И, схватив валявшийся перед печью лоскут ковра, хозяин принялся так усердно растирать осла, что через несколько минут почувствовал, что и сам отогрелся.

– А меня ведь предупреждали, – обратился он к Пуффо, который растапливал печь, – что ослы не переносят температуру ниже пятидесяти двух градусов, но я не поверил. Я считал, что осел повыносливее лошади, что живет в Лапландии[6 - Лапландия – северная часть Скандинавского и западная часть Кольского полуостровов, в прошлом населенных преимущественно народностью саами.], а Жан у нас крепыш, да еще такой покладистый! Будем надеяться, что он последует нашему примеру и не помрет за эти несколько дней. Бедняга все еще перемогается и покорно несет на спине то, что и двум лошадям не под силу.
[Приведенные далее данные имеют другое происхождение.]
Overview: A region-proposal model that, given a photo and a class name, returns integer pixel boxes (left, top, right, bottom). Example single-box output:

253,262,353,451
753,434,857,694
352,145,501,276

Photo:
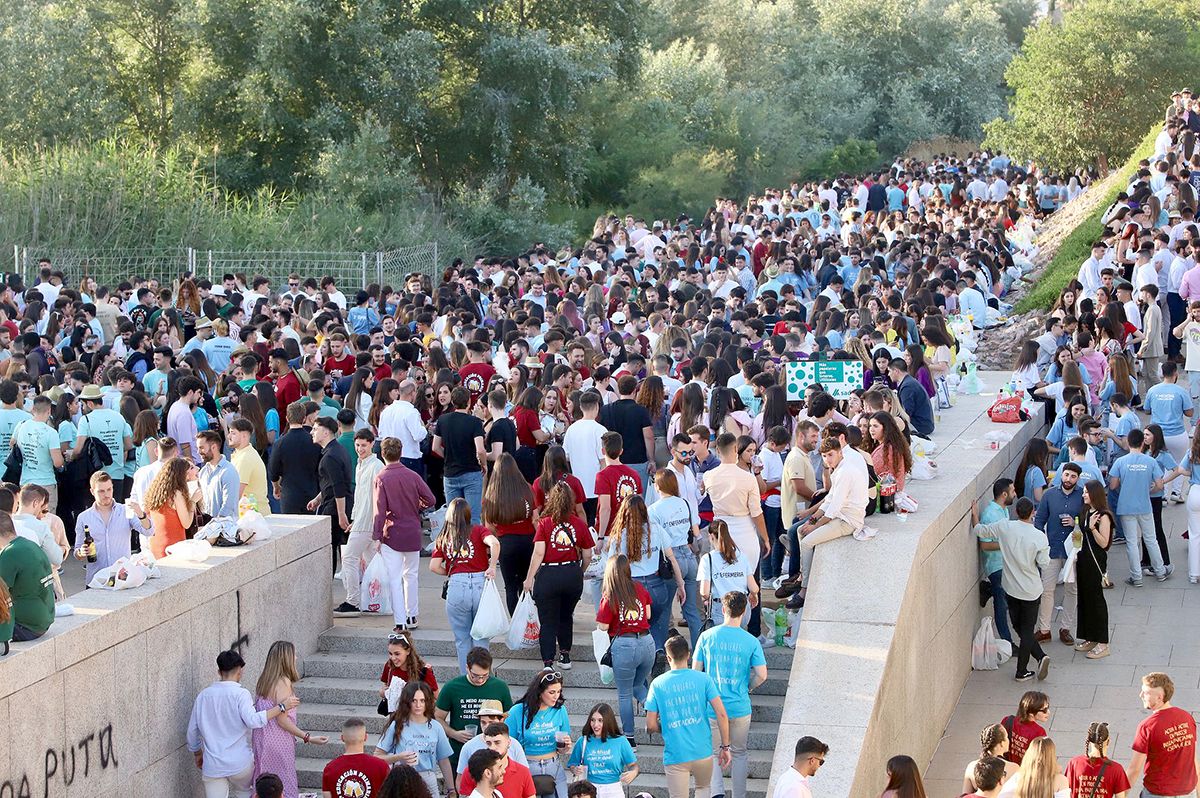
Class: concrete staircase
294,588,792,798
– Все едино, – заметил Пуффо, стоя на коленях перед печкой, где огонь начинал уже потрескивать и разгораться, – надо было вам продать его в Стокгольме, там на него столько народу зарилось.

– Продать Жана! Чтобы из него чучело для музея сделали? Ну уж нет! Целый год он мне прослужил верой и правдой, и я люблю его, это верный слуга. Как знать, Пуффо, смогу ли я то же самое сказать через год о тебе?

– Благодарствую, господин Кристиано, но мне это все равно! Не больно-то я чувствителен, плевать мне на осла, по мне, было бы что выпить да закусить.

– И то верно. Чувства еде не помеха, я и сам чертовски проголодался. Послушай, Пуффо, повторим прилежно урок; что нам сказали в новом замке? «Тут вам места не приготовили! Явись вы от имени короля, и то не нашлось бы даже самого малого уголка, куда вас приткнуть. Ступайте-ка на мызу». На мызе нам сказали то же самое, но там дали фонарь и указали дорогу, протоптанную в снегу прямиком через озеро, и посоветовали пойти в старый замок. Путь был не из приятных, не спорю, сквозь эту пургу, но идти пришлось недолго. Каких-нибудь десять минут! И все же, если ты хочешь поужинать, придется тебе пройти по озеру еще разок.

– А если нас турнут с мызы, как вытурили из нового замка? Нам могут сказать, что и без нас ртов хватает и что у них и ломтя хлеба не найдется для таких, как мы.

– Что верно, то верно, вид у нас неказистый. Вот я и побаиваюсь, что Стенсон, управляющий, – он где-то тут поблизости живет, старик, говорят, препротивный… Так вот, смотри, чтобы он не пальнул по нас из ружья. Но послушай, Пуффо, либо он спит как сурок, мы ведь и замок сломали и преспокойно сюда прошли, либо ветер так воет, что ничего не слышно. Ну ладно, мы потихоньку на кухню проберемся и, черт возьми, чего-нибудь уж раздобудем.